Cuando llegamos a la taberna estaba algo atestada de gente. La mayor parte de las mesas estaban ocupadas como era lógico en un sábado después de que todos, o la mayoría, cerrasen sus negocios. Ya era noche cerrada y la taberna olía a callos y guiso de legumbres. También a orín, madera ácida y sudor, pero eso era normal. En la parte izquierda una mesa se disputaba unas cuantas monedas en una partidas de poker, mientras que algunas personas cercanas, incluida la tabernera, observaba de lejos. No estoy muy segura de sí a lo que estaban expectantes era la partida en si, o el riesgo por que se produjese un altercado, pues parecíamos haber encontrado la situación un tanto tensa. Señalé con la mirada un lugar en la barra que daba la espalda a la partida de poker.

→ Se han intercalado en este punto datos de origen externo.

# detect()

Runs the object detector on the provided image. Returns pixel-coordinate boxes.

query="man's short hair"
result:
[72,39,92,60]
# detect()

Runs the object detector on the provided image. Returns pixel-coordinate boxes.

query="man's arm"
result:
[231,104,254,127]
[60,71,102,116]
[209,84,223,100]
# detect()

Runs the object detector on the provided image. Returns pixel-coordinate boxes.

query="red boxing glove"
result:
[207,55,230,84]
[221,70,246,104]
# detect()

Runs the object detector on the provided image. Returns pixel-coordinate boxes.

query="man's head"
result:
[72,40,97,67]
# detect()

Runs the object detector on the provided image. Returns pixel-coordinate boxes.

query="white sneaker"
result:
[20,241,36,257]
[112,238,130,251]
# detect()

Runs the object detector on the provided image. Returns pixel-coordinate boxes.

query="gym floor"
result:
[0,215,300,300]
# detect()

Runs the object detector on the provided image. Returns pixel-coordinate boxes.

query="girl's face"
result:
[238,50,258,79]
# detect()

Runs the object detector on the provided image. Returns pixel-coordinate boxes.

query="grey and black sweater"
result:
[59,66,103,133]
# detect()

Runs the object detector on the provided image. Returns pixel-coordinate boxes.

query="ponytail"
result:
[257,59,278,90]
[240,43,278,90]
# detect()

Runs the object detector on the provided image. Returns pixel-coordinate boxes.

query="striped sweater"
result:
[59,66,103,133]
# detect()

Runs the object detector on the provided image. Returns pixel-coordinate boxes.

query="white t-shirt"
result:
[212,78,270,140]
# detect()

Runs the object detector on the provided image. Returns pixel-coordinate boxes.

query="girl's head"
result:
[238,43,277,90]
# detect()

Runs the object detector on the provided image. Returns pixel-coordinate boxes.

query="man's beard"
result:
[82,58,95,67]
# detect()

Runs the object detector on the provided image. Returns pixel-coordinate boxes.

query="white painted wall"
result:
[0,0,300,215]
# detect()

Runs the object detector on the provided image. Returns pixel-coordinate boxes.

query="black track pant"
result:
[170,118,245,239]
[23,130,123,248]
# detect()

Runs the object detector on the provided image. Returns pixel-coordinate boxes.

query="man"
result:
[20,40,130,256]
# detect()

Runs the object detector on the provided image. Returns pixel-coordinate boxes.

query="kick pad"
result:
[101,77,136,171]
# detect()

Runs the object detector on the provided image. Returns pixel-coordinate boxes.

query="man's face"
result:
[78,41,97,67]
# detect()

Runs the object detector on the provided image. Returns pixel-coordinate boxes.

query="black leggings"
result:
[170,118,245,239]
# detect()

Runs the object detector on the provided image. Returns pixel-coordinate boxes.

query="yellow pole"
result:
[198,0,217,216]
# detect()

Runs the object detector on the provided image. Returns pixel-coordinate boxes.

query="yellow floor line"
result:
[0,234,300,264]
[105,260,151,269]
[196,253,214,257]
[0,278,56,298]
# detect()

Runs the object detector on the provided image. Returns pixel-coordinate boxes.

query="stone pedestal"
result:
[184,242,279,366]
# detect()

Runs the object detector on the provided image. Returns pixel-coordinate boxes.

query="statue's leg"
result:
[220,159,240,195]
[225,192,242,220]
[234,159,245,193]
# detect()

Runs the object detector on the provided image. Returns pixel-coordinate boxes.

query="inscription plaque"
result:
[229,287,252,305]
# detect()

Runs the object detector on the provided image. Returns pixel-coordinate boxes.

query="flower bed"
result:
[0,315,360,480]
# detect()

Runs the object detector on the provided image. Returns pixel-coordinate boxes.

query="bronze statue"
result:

Yo me senté en un taburete y George en otro, a mi izquierda. Enzo se mantuvo de pie y le cedí su taburete a otra persona a su lado. Con las manos apoyadas sobre la barra me quedé mirando de frente como unos vidrios colocados tras la barra me permitían ver parcialmente la partida.

—¿Quién va ganando? –Preguntó Enzo a la tabernera, la cual se acercó a nosotros con una expresión angustiada.

—El hombre rubio. –Dijo ella—. ¿Cómo no? Seguro hace trampas.

—¿No puede ser que le sonría la suerte? –Le pregunté yo a lo que ella se encogió de hombros.

—Ya lleva varios fines de semana viniendo, y siempre acaba desplumando a todos mis clientes. Al final la que perderá soy yo. ¡Veras! En fin… —Limpió la barra en el lugar donde estábamos. Yo levanté las manos—. ¿Qué os pongo, mozos?

—Una jarra de vino y tres vasos.

—Marchando, hermosa. –Me dijo ella y salió en busca de la comanda. Enzo se había apoyado en la barra de tal manera que podía estar pendiente de la partida pero dándonos la cara a nosotros.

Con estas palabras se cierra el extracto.